When Leyla finally burned through her last breath, a frozen silence dropped over the room. The two women stood motionless, eyes wide in shock at what they had just witnessed. Time itself seemed to have stopped, every inhale echoing through the unnatural stillness.
It was Helen who finally broke the silence, her lips trembling as if every word demanded an unbearable effort.
“Oh my God, Leyla!” she gasped, visibly shaken, pressing a hand to her chest as if to steady the wild pounding of her heart. “You nearly gave me a heart attack. Forgive me… truly. I’ve waited too long. I know how frustrated you must feel, but what you’re going through now is just the faintest echo of the pain you’ve already endured. You, me, and so many others, we were all victims of torture, both physical and mental. That’s why Uttermost and his army are doing everything they can to save as many people as possible.”
Her words, thick with tension and regret, only fanned the flames of Leyla’s anger. With a steady voice and eyes blazing, she cut her off: “Then why am I like this? Why can’t I remember anything?”
Helen tried to answer, but the anxiety locked tight around her throat. Her trembling hands clutched at her apron as if it were the only thing keeping her from collapsing.
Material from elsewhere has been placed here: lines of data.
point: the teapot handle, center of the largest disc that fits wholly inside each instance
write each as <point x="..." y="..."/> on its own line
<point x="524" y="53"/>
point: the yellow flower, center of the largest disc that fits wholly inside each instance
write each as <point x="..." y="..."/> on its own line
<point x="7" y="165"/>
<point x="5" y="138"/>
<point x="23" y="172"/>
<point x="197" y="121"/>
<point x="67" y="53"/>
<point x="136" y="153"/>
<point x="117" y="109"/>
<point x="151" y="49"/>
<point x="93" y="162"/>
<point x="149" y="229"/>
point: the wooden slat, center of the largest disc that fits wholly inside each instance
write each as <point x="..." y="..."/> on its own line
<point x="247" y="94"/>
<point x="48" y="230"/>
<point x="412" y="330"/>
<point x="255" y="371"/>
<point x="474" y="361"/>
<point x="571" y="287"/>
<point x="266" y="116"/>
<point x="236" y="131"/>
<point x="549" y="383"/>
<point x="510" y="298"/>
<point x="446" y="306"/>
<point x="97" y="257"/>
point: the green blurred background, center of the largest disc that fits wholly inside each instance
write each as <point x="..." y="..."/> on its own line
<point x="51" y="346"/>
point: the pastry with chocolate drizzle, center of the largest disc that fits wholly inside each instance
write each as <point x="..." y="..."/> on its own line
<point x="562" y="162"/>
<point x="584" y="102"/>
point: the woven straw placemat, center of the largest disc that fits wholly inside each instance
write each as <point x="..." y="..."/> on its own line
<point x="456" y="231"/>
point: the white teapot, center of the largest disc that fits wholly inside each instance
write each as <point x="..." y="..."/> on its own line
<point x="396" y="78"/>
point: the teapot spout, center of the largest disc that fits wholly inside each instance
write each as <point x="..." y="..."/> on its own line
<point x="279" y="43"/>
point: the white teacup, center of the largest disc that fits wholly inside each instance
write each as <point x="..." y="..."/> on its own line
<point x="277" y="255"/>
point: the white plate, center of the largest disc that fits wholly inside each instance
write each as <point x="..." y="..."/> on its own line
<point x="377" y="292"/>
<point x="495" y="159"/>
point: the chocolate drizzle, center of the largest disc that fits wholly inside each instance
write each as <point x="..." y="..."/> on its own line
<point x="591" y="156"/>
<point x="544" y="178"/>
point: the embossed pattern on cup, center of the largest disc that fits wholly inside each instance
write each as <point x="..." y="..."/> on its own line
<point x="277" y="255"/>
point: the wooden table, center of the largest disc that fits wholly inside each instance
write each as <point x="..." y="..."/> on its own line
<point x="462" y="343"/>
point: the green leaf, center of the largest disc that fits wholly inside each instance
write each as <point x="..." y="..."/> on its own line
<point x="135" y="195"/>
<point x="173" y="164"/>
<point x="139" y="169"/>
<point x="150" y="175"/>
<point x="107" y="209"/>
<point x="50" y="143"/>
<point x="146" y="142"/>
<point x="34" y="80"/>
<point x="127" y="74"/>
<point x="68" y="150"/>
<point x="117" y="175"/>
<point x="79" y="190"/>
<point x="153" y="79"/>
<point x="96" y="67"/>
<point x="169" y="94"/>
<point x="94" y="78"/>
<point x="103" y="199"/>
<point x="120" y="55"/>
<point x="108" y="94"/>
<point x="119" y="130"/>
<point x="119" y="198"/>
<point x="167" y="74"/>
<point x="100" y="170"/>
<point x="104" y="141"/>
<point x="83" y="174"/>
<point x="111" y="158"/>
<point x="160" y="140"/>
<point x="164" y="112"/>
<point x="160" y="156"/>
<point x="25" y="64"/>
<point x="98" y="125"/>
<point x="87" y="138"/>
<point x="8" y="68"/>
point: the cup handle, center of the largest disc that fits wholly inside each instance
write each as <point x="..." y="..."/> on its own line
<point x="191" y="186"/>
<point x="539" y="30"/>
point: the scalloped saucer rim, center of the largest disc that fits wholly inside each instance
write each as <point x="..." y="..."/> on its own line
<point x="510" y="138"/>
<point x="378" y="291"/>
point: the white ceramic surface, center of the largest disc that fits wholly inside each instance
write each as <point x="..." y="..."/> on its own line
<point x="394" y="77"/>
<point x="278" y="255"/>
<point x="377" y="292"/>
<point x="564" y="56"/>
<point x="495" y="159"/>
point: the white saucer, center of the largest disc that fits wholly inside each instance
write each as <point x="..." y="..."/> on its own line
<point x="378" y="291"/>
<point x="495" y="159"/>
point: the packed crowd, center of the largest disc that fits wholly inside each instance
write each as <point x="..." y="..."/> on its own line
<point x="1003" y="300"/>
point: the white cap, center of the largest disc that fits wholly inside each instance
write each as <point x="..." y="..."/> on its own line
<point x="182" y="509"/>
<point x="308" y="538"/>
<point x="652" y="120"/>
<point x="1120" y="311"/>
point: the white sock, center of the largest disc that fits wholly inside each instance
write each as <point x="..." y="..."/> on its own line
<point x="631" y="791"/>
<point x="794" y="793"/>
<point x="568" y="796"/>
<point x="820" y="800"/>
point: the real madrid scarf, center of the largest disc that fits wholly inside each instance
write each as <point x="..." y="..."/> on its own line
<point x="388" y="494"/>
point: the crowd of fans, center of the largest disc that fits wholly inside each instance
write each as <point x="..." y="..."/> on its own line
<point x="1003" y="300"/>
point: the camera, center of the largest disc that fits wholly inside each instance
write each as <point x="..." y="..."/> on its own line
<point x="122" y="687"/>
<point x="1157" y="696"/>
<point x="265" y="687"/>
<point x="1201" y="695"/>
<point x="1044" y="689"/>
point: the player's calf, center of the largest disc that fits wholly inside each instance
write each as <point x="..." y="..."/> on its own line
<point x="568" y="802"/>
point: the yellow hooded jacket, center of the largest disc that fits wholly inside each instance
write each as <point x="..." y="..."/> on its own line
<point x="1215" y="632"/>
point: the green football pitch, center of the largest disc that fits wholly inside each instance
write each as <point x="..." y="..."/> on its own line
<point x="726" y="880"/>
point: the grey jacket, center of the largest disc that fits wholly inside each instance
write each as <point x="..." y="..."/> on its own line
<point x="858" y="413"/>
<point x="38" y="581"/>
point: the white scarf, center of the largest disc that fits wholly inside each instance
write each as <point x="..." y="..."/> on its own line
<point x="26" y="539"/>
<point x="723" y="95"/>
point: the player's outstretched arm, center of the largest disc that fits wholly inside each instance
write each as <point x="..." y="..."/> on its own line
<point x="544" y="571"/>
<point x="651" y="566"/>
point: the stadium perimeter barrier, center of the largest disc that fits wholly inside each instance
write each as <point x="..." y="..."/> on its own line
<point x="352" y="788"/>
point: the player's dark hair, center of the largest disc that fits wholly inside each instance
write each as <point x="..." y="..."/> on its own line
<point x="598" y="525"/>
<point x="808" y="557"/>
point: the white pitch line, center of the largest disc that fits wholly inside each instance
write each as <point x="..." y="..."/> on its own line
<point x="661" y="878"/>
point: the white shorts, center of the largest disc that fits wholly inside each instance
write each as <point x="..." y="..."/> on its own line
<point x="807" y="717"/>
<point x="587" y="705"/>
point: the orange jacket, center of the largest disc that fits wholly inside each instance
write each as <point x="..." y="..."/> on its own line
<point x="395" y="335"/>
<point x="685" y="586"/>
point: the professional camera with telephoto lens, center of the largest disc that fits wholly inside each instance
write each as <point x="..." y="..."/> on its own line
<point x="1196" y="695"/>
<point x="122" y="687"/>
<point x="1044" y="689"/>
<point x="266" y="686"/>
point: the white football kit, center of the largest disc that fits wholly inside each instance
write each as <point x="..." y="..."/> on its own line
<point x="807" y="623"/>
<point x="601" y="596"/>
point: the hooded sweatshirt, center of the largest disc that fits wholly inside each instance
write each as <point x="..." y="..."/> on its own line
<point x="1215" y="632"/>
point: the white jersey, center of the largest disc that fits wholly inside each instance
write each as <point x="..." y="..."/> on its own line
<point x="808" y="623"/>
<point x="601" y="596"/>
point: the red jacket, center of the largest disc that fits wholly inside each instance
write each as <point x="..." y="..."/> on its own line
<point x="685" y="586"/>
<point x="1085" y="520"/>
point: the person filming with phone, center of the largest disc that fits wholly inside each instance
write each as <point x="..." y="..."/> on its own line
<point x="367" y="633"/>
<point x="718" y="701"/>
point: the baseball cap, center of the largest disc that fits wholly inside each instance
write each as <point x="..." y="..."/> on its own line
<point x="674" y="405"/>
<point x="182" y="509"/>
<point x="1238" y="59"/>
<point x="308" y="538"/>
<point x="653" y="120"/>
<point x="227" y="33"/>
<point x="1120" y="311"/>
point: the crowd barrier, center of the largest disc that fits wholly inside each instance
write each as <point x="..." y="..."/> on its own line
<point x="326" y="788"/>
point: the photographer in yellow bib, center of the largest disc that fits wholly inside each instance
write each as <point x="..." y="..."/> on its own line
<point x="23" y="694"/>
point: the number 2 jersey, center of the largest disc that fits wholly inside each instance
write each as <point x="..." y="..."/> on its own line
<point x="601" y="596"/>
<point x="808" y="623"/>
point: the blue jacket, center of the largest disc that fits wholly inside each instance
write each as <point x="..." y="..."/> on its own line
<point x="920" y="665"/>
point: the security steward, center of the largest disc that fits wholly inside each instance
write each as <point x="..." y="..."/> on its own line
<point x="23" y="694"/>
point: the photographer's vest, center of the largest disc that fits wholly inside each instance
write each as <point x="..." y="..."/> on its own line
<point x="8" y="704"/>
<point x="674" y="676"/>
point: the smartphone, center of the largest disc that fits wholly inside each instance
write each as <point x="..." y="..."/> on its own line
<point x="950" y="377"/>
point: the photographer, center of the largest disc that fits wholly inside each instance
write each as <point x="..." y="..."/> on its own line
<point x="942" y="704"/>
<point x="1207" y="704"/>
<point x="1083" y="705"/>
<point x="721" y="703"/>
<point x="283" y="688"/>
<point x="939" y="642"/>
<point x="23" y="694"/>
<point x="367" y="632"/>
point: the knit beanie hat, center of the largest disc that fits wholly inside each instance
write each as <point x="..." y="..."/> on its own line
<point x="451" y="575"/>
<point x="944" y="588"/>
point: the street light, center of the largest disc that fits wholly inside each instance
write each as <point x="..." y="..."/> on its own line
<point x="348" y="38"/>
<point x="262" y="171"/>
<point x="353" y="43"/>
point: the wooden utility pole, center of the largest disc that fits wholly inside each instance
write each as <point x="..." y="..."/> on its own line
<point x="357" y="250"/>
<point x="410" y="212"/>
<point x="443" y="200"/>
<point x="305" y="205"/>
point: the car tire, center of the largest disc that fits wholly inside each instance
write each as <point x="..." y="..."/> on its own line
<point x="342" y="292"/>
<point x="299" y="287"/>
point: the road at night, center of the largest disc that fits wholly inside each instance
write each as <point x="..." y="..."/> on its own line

“We sustained deep damage,” Helen said. “And if those horrific memories had stayed with us, we wouldn’t have been able to go on. That’s why we underwent a surgical procedure to erase the past.”
Leyla fell silent for a beat, then pressed on, confusion and pain sharpening her voice. “Then why didn’t you tell me sooner? I asked you a thousand times, and instead of answers you kept me in the dark.”
Helen gave her a pleading look, choosing her words like someone defusing a landmine. She stepped closer to the bed, her eyes full of genuine worry.
“Remember when I told you forcing memories can drive you mad? When the brain gets ‘reset,’ it needs time to adjust. Information has to be fed slowly, like water drops on parched soil. I know it’s brutal, but in time you’ll realize how lucky you are to have made it this far. As the oldest here, it’s my job to guide newcomers. Please, let me do my job, and do it calmly. Don’t rush this; it could be dangerous, and you risk irreparable damage.”
Her words blurred together with the tears streaking down her face. A heavy silence filled the room, thick with emotion.
The fire of Leyla’s anger sputtered out all at once, leaving her raw and defenseless. Trembling, she lifted her arms as high as her frail strength allowed. Helen didn’t hesitate. She pulled her close, clutching her as if she were afraid of losing her all over again. In that fragile, genuine embrace, the first true bridge between them was built.